O despertador tocou no horário de sempre: 6h15min. Seria um dia igual a todos os outros, não fosse o primeiro em que, em vez de sapato, foi preciso escolher o chinelo para trabalhar. Tentei manter os hábitos para não cair na tentação de subverter a rotina. Mesma hora para o café, o banho, a leitura dos jornais e sites. Com o santo Access, minha participação no Gaúcha Atualidade teve som de estúdio.
Terminado o programa, resisti à segunda tentação, a de continuar a leitura de A Peste, o livro de Albert Camus que estou relendo para encontrar conexões entre o comportamento negacionista dos personagens de ficção com o dos homens e mulheres reais. Mantive o projeto da caminhada, como recomendam os médicos, porque o corpo precisa de exercícios e ainda não há recomendação para isolamento absoluto. Ar livre é saudável.

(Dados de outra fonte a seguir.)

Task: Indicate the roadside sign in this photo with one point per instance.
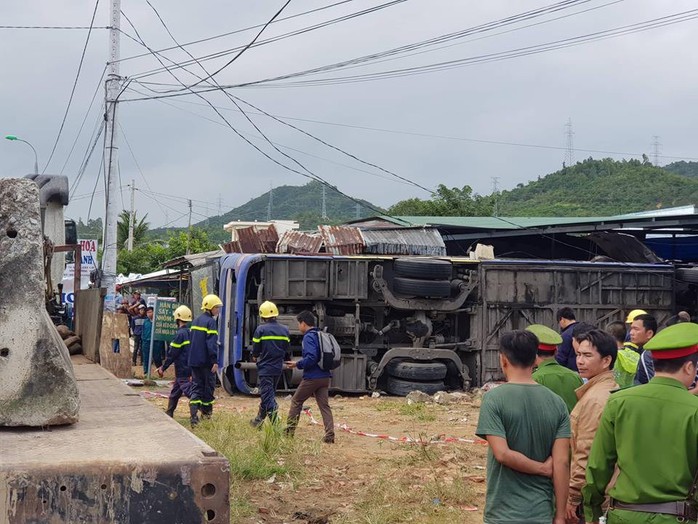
(164, 326)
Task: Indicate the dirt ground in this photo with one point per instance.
(363, 478)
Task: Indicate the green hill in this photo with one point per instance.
(300, 203)
(683, 168)
(602, 188)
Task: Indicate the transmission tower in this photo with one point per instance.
(495, 193)
(656, 150)
(569, 144)
(324, 202)
(270, 205)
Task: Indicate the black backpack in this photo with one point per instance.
(330, 352)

Andei pela rua. Já é perceptível a redução do movimento de carros. As lojinhas do bairro estão praticamente vazias. Exceção para as farmácias, onde o álcool gel é o produto mais demandado. Salões de beleza, que proliferaram nos últimos anos como saída para a perda do emprego, estão às moscas. A academia fechou. Como eu já tinha avisado que não iria nos próximos dias, fotografei a listinha de tarefas e terei de me superar num quesito em que sou péssima, a disciplina para os exercícios físicos. Os tempos são de desafios.
Depois do almoço, volta ao trabalho, agora com foco na coluna. Telefonemas, trocas de mensagens pelo WhatsApp, a atenção se alternando entre a TV, o computador e o telefone. Na TV, só dá coronavírus. A entrevista do ministro da Saúde, Luiz Henrique Mandetta, é assustadora: as próximas 20 semanas serão de estressse. Teremos espiral ascendente de casos em abril, maio e, talvez, junho, para atingir um platô em julho para retornar à normalidade em agosto ou setembro. Outono e inverno tenebrosos, para renascer na primavera. Projeções apresentadas pela secretária de Planejamento, Leany Lemos, a líderes políticos, empresariais e de instituições, partir de modelos matemáticos, mostram números preocupantes.
Último ato do dia uma conversa com o ex-ministro Osmar Terra, que à tarde publicou um post no Twitter dizendo: “evidente exagero das informações p criar pânico na população em relação ao coronavírus. É uma pandemia como as outras que ocorreram na últimas décadas, e com uma mortalidade igual ou menor. Não é caso de suspender aulas ou parar a atividade econômica. Sigamos as orientações do MS!”. Custei a acreditar, questionei se seu perfil havia sido invadido ou se tinha sido contaminado pelo vírus da negação. Escrevi que Terra estava na contramão das autoridades que estão adotando medidas restritivas. O ex-ministro não gostou. Por telefone, reafirmou que está havendo “exagero nas decisões políticas”. Condenou o fechamento de escolas e insistiu na tese de que a pandemia de coronavírus em nada difere de suas antecessoras. Divergimos. Respeitosamente.
Na família, cada um faz sua parte para se adaptar ao novo modelo de convivência. Sobrevivemos ao primeiro dia.
PS. Quando já dava o dia por encerrado, eis que o presidente Jair Bolsonaro volta a minimizar a gravidade do coronavírus e o compara a uma gravidez: "Um dia passa". Boa noite.